Example: Hybrid Recommender System Using Linked Open Data

This process is using the Rapid Miner Linked Open Data extension and the Recommender extension, to build a hybrid Linked Open Data enabled recommender system for books. In this process we are showing how different types of features extracted from Linked Open Data can be combined together to build content-based recommender, which then can be combined with collaborative user and item based recommender system. The corresponding RapidMiner workflow can be downloaded from myExperiment. The data was obtained from the Linked Open Data-enabled Recommender Systems Challenge, and the input data files for the process can be downloaded here.

Fig. 1 depicts the overall workflow in RapidMiner. First, we are reading the input CSV file, where all books are already linked to DBpedia. We are using the links to extract additional features from DBpedia. For that purpose, we are using three generators, Direct Types, Specific Relation and Custom SPARQL Generator. All generators are configured with the standard DBpedia SPARQL endpoint. The Specific Relation generator is used to extract the direct categories of each book in the dataset.

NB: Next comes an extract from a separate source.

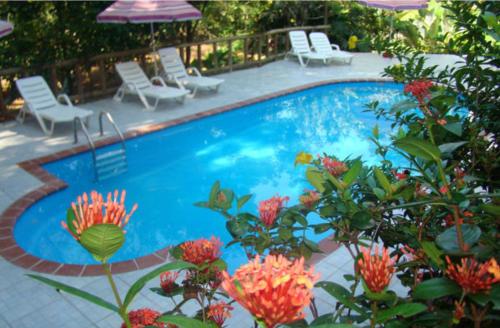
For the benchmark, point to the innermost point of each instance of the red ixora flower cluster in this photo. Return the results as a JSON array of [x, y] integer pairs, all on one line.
[[309, 198], [270, 208], [219, 312], [144, 318], [335, 168], [89, 214], [167, 281], [419, 89], [472, 276], [377, 270], [275, 291], [201, 251]]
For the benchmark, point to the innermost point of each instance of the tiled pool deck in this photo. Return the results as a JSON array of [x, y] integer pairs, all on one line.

We are using the Custom SPARQL Generator to retrieve the genres of the author, and genres that influenced the author, i.e. the genres of the authors that influenced the current author, or authors that were influenced by the current author. Fig. 2 depicts part of that query.

The output of the generators are joined in single datase, which is then converted into a format required by the item attribute based k-NN operator of the Recommender extension. More about the input formats, as well as instruction about the Recommender extension, can be found in the extension manual. Using the item attribute based k-NN operator, a content based recommender is built, which is using all features generated from DBpedia. 

Next, we are reading the training data, which contains user ratings for different books. The data is used to build two collaborative based recommenders: user k-NN based and Item k-NN based recommender. Both recommeders are combined with the previously built content based recommender, using the Model Combiner operator. The output of this operator is a single model that can be used for predicting ratings of unseen books.